Tijdschrift voor Sanctierecht & Onderneming Straf- en bestuursrechtelijke handhaving van financieel-economisch recht 2022 nr. 2/3

Voorwoord

mr. R. van der Hoeven1 Het artikel is in de opmaak van het tijdschrift rechts als pdf beschikbaar.

In deze aflevering vindt u, naast de vaste rubrieken, drie annotaties bij rechterlijke uitspraken, een artikel over de per 1 mei 2022 in werking getreden Wet openbaarheid overheid en een artikel over het una via-beginsel.

 

Bruijn en Kraaijeveld signaleren een uitspraak van het hof Arnhem-Leeuwarden van februari 2022, waarin het hof oordeelt dat de verdachte van overtreding van artikel 9.2.2.1 Wet Milieubeheer onder de geschetste omstandigheden met een beroep op het nemo tenetur beginsel mocht weigeren op grond van artikel 19 WED gevorderde gegevens uit te leveren. Het hof oordeelt dat in dit specifieke geval toepassing van artikel 19, 26 en 1 sub 5 WED in strijd is met artikel 6 EVRM en laat artikel 19 WED op grond van artikel 94 Grondwet buiten toepassing. Schrijvers menen dat het hof hierbij het belang van rechtsbescherming te zwaar heeft laten wegen en voorbij is gegaan aan een eerdere toetsing, door de Hoge Raad, van artikel 19 WED aan het recht op een fair trial. Zij concluderen dat de bewijsgaring door de strekking van het arrest wordt belemmerd en spreken de hoop uit dat de zaak aan de Hoge Raad wordt voorgelegd. Zij nodigen de Hoge Raad in dat geval uit om dan  aandacht te besteden aan meer afstemming met de koersen van de verschillende hoogste bestuursrechters.

 

Het streven naar convergentie in de rechtspraak tussen de hoogste bestuursrechters komt ook terug in de annotatie van De Kruif en Vissers van een arrest over fiscale vergrijpboeten. De Hoge Raad casseerde het betreffende arrest van het hof omdat niet voldaan werd aan de bewijsmaatstaf.
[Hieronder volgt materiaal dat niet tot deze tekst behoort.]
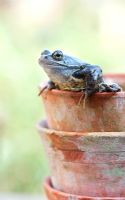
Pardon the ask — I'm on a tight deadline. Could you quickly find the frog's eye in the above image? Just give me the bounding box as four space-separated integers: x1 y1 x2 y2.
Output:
52 50 63 61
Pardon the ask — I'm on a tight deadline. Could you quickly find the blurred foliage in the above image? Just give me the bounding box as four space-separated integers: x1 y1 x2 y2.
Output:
0 0 125 192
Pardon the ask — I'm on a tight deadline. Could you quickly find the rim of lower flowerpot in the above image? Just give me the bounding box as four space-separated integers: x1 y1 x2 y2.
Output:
36 119 125 138
44 177 125 200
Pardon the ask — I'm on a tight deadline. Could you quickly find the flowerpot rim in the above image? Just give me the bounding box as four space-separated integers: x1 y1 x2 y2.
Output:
44 177 125 200
104 73 125 78
37 120 125 138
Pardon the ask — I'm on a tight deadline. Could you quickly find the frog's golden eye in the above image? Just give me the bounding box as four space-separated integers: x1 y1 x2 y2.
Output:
52 50 63 61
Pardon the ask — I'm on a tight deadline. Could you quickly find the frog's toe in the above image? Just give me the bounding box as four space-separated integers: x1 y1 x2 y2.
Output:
110 83 122 92
38 81 56 96
99 83 121 92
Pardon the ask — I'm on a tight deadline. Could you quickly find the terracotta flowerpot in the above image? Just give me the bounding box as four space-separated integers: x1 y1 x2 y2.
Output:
41 89 125 132
104 74 125 90
44 178 125 200
38 122 125 197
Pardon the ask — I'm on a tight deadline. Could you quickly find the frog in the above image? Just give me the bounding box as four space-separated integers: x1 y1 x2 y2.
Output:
38 50 121 96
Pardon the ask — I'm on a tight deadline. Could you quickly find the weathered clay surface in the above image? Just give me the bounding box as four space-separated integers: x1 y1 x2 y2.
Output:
104 74 125 90
44 178 125 200
38 120 125 197
42 90 125 132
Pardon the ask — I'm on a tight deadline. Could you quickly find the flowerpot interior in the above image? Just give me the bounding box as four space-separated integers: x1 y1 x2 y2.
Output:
38 122 125 197
41 90 125 132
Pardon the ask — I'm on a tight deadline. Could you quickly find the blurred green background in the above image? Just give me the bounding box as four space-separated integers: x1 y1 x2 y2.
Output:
0 0 125 193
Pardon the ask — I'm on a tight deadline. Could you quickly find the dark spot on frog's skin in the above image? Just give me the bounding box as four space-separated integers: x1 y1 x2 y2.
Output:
41 50 51 55
52 50 63 61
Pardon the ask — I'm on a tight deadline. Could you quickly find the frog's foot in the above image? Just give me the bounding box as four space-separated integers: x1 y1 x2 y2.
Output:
99 83 122 92
38 81 56 96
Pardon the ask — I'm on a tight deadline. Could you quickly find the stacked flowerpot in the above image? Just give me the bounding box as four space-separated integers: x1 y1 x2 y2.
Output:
38 74 125 200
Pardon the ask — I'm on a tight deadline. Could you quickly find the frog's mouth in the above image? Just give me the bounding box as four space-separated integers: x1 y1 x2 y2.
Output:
38 57 80 70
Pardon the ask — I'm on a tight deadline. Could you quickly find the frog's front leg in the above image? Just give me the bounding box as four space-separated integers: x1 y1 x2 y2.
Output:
72 64 102 96
38 81 56 96
99 82 122 92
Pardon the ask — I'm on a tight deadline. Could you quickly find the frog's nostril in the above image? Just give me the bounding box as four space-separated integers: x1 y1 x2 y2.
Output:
41 50 50 55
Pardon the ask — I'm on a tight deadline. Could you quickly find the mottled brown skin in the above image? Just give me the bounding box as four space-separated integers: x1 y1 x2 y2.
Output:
39 50 121 96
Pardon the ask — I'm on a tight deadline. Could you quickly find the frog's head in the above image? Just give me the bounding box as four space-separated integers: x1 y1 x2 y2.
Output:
39 50 83 77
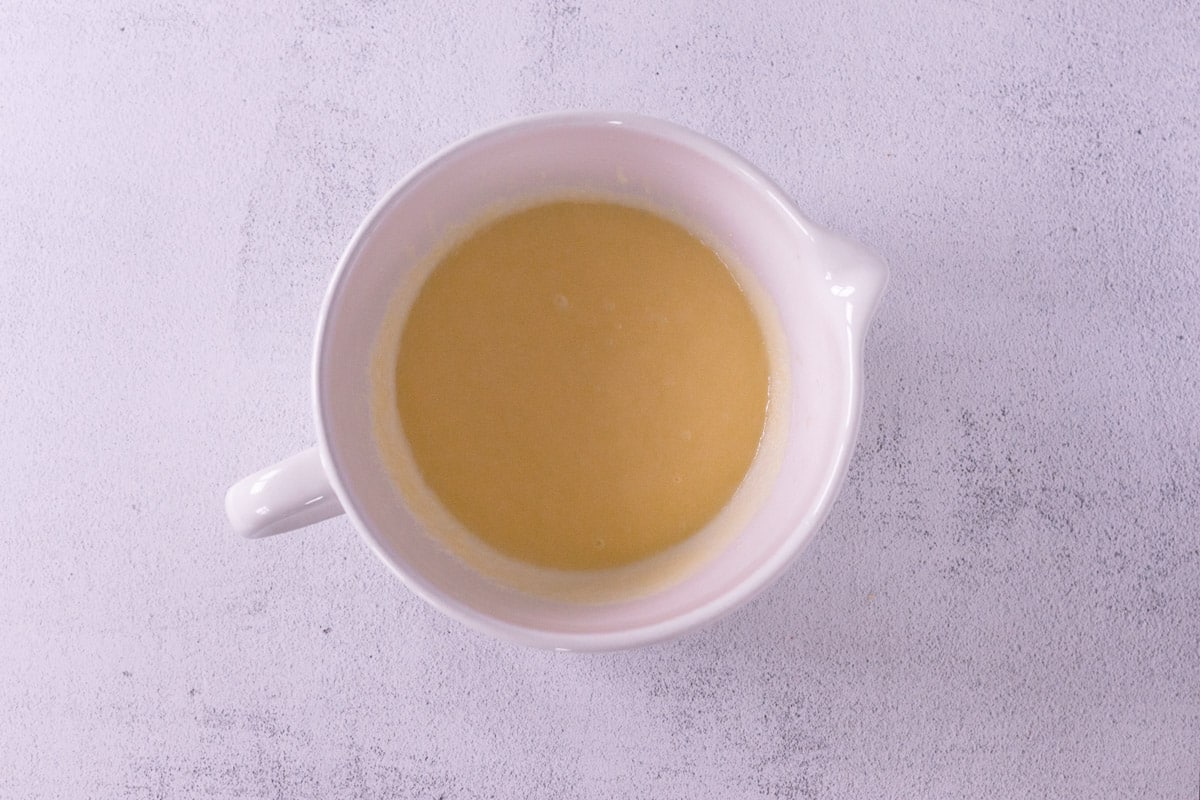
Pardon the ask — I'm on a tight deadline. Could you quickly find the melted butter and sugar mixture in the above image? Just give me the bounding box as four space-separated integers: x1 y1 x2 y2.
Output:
395 201 769 570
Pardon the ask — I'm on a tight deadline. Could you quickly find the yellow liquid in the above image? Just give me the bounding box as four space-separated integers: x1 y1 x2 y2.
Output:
395 201 769 570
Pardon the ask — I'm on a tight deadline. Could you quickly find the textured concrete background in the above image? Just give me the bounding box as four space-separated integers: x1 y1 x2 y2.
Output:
0 0 1200 800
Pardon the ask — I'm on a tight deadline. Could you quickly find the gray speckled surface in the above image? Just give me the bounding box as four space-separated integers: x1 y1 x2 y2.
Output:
0 0 1200 800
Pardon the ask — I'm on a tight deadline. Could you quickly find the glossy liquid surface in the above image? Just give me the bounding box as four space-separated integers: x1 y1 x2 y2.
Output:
395 201 769 570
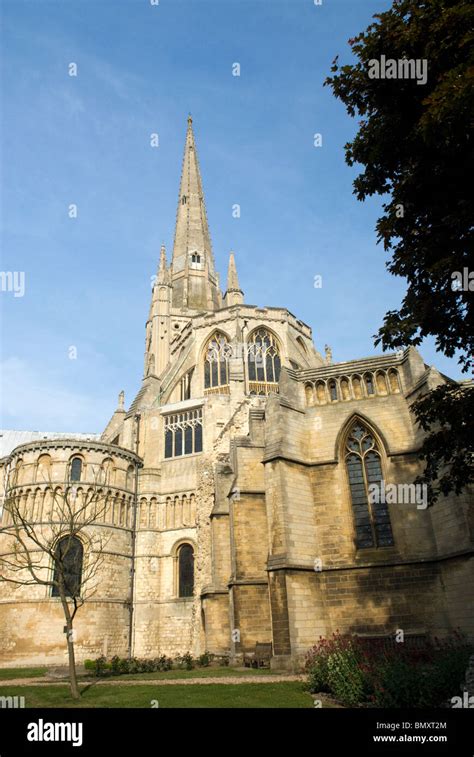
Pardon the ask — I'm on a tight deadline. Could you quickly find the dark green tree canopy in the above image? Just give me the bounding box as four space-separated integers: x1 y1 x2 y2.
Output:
326 0 474 371
325 0 474 502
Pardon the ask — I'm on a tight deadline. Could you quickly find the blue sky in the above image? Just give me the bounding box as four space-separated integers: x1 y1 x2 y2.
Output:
0 0 465 432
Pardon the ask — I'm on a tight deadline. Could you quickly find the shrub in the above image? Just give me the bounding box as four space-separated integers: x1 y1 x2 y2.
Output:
94 656 110 678
153 654 173 671
305 631 473 708
176 652 194 670
197 652 211 668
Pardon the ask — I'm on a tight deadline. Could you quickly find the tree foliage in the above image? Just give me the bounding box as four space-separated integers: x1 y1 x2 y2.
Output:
325 0 474 501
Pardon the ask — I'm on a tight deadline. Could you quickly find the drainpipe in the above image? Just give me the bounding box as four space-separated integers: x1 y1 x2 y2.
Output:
128 413 140 659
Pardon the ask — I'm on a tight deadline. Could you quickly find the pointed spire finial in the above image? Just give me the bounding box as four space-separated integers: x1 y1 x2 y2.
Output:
225 252 244 305
227 251 240 292
156 244 168 284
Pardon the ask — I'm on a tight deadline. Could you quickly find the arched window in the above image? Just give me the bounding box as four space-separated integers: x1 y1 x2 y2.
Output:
100 457 114 486
304 384 314 407
341 376 351 400
204 331 232 394
36 455 51 481
352 376 362 400
316 381 326 405
191 252 201 268
13 457 23 486
375 371 388 396
125 465 135 491
69 457 82 481
247 328 281 394
51 535 84 597
296 336 308 355
364 373 375 397
388 368 400 394
345 421 393 549
178 544 194 597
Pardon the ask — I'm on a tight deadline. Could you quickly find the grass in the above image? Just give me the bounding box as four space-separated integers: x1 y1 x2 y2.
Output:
84 667 281 681
0 665 281 681
0 668 47 681
0 671 314 709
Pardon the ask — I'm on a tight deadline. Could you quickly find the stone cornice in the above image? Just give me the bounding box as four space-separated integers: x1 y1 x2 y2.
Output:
8 439 143 466
267 547 474 574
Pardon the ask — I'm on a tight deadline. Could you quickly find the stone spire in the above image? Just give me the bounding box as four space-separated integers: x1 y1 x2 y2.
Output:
156 244 170 284
171 116 221 311
224 252 244 307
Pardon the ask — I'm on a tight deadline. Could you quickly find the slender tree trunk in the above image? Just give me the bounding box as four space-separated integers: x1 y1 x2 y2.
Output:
60 592 81 699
De door het hof aangelegde maatstaf "aannemelijkheid" wordt door de Hoge Raad gecorrigeerd tot "overtuigend aantonen", waarbij twijfel in het voordeel van betrokkene dient te werken. Schrijvers signaleren dat deze maatstaf dichter tegen de in het strafrecht gehanteerde maatstaf aanligt en menen dat de tot nu toe gangbare praktijk van bewijs op rond van "vermoedens" niet langer voldoende is om (voorwaardelijk) opzet bij vergrijpboetes bewezen te verklaren.

 

Per 1 mei 2022 is de Wet openbaarheid bestuur vervangen door de Wet open overheid (Woo). Giezeman en Nowotny schetsen het systeem van de Woo, waaronder de actieve en passieve openbaarmaking en de informatie die van openbaarmaking is uitgezonderd. Zij wijzen op het spanningsveld tussen de Woo en strafrechtelijk gerelateerde informatie en bepleiten dat alle strafrechtelijk gerelateerde informatie van openbaarmaking zou moeten worden uitgezonderd. Met dit doel zou alle strafrechtelijk gerelateerde informatie die onder de geheimhoudingsplicht van de officier van justitie valt kunnen worden uitgezonderd.

 

Demandt en Coenen poneren de stelling dat de rechtsbescherming van het una via-beginsel in de praktijk maar mondjesmaat wordt toegepast als het aankomt op de vervolging van een BV en diens directeur-grootaandeelhouder (DGA). In de rechtspraak wordt niet snel aangenomen dat een verdachte natuurlijke persoon dubbel wordt vervolgd als zijnde 'dezelfde persoon' als ook diens vennootschap is beboet of bestraft, waardoor de bescherming van het una via-beginsel in de praktijk tekortschiet. Zij bespreken dit onderwerp aan de hand van een uitspraak van de Hoge Raad van 15 maart 2022. Zolang het (formeel) gaat om twee verschillende rechtssubjecten zal het una via-beginsel niet snel kunnen worden toegepast en kan alleen in de straftoemeting compensatie worden gezocht.

 

Van der Wal bespreekt twee uitspraken waarin het hof beoordeelde of bij gebruikmaking van een privaat onderzoek naar strafbare feiten voldaan is aan het vereiste dat sprake moet zijn van een opsporingsonderzoek onder gezag van de officier van justitie. Het ging hier om onderzoeken naar verzekeringsfraude, verricht door de verzekeringsmaatschappij zelf. Het hof plaatste kanttekeningen bij deze wijze van opsporen die door de auteur worden besproken. Zij concludeert tevens dat het vaak niet mogelijk zal zijn om in het private vooronderzoek ontstane gebreken in rechtsbescherming vervolgens via een politieonderzoek alsnog zodanig te compenseren dat gebruik voor het bewijs mogelijk is.

 

Veel leesplezier!

Deel deze pagina:

Nog niet beoordeeld

Bijlage(n)

Artikel informatie

Type
Overig
Auteurs
mr. R. van der Hoeven1
Auteursvermelding
Ik ben auteur van dit artikel
Datum artikel
Uniek Den Hollander publicatienummer
UDH:TvSO/17255

Verder in 2022 nr.2/3

 Voorwoord

In deze aflevering vindt u, naast de vaste rubrieken, drie annotaties bij rechterlijke uitspraken, een artikel over de per 1 mei 2022 in werking getreden Wet openbaarheid overheid en een artikel ov...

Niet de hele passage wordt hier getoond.